The IL1 story is also a history of “soluble factors” from leukocytes. Not all soluble factors would attain the importance of IL1s role in human disease and not all soluble factors would be validated by the clinical benefits of anti-IL-1-based therapeutics for inflammatory diseases.Citation6 Tumor necrosis factor (TNF) α has a similar history, although the initial biological activity of killing tumors is nearly absent compared to the role of TNFα in inflammation. Indeed, it was the lone voice of Anthony Cerami who had related a TNFα-linked biological assay to a clinical question.Citation7 Indeed, few imagined that blocking IL1 or TNFα would be so effective in the treatment of human diseases. A recent study on the beneficial effect of a neutralizing monoclonal antibody to IL1α in endstage cancer patients;Citation8 or that 93% of CD4 positive T-cells in HIV1 infection die by an IL1β-related mechanism of cell death called pyroptosisCitation9 tells us that the IL1 story is hardly finished.

Early Years of Research

As a medical student at Yale I was required to perform original research and write a thesis in order to receive the MD degree. Selecting a thesis supervisor took place at the mid-point of the first year and I selected Elisha Atkins. Elisha had given our class a lecture on fever and the existence of an endogenous protein that produced fever. It was called “endogenous pyrogen.” He explained that endogenous pyrogen was produced by white blood cells and had been described in the early 1940s by Paul Beeson.Citation1 I became interested in this “endogenous pyrogen” and asked to join the Atkins laboratory. I learned to train rabbits in their restrainers, how to insert a flexible rectal thermometer and how to give a bolus injection into the narrow lateral ear vein of trained rabbits. Phyllis Bodel was a young investigator in the Atkins laboratory and I learned a great deal from her guidance. The project started in the summer of 1966. In 1968, I published my first paper on an endogenous pyrogen.Citation10 In 1993, I was still training rabbits, inserting rectal thermometers and testing new cytokines for the production of fever.Citation11 But as laborious as fever studies are, nothing is more impressive than to see the rapid rise in core temperature within 10 minutes after the bolus injection.

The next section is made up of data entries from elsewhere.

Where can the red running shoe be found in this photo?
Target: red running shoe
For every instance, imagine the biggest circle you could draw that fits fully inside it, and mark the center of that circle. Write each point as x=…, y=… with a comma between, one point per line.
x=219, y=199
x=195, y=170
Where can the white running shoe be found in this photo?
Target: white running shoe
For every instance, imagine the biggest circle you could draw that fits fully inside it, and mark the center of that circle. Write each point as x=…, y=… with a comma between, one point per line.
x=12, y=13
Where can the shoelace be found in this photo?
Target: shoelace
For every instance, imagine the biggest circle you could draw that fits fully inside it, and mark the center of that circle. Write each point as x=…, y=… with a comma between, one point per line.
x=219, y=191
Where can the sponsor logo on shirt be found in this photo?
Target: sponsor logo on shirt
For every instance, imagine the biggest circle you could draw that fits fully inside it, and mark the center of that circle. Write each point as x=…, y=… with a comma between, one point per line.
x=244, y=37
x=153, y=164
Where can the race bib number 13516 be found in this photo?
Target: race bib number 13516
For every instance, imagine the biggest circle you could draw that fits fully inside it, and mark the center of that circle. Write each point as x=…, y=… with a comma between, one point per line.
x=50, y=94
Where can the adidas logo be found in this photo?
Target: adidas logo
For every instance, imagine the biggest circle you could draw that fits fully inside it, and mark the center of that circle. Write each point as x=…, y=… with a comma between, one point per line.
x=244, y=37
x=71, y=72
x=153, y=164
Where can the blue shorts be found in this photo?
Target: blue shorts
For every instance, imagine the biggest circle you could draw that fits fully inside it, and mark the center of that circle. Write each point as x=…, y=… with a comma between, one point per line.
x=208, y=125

I was interested in pyrogenic tolerance, which takes place with daily injections of small doses of endotoxins. All studies pointed to the Kupffer cells and so my project was to isolate these cells from rabbit livers and study the production of the endogenous pyrogen. But I became increasingly interested in the “endogenous pyrogen” itself and how within minutes following an intravenous bolus injection of unfractionated cell supernatants, rectal temperature would rise, reach a peak level in less than the hour and then rapidly subside during the next 2 hours. Once rectal temperature reached baseline, one could inject the same supernatant in the same rabbit and obtain nearly the same monophasic fever.

Although my thesis was on the production of endogenous pyrogen from the liver, I wanted to return to “endogenous pyrogen” once I finished my clinical training. I left Yale in June of 1969 to begin internship and residency in the Children's Service of the Massachusetts General Hospital in Boston. In July of 1971, I began my obligatory military service in the United States Public Health Service, which during wartime was a branch of the United States Navy. Indeed, the National Naval Hospital is across the road from the National Institutes of Health where I began as a Clinical Associate. My research was in the laboratory of Sheldon M. Wolff and I explained to him that my sole objective was to purify human endogenous pyrogen. Those working in the Wolff laboratory such as Richard Root used the term “leukocytic pyrogen” for “endogenous pyrogen.” Much of what is written below would never have taken place without the guidance and support of Shelly Wolff. Shelly was a giant in the field of fever and inflammation and I owe much of my career to him. Shelly died in 1994, a great loss to me and to the IL1 story.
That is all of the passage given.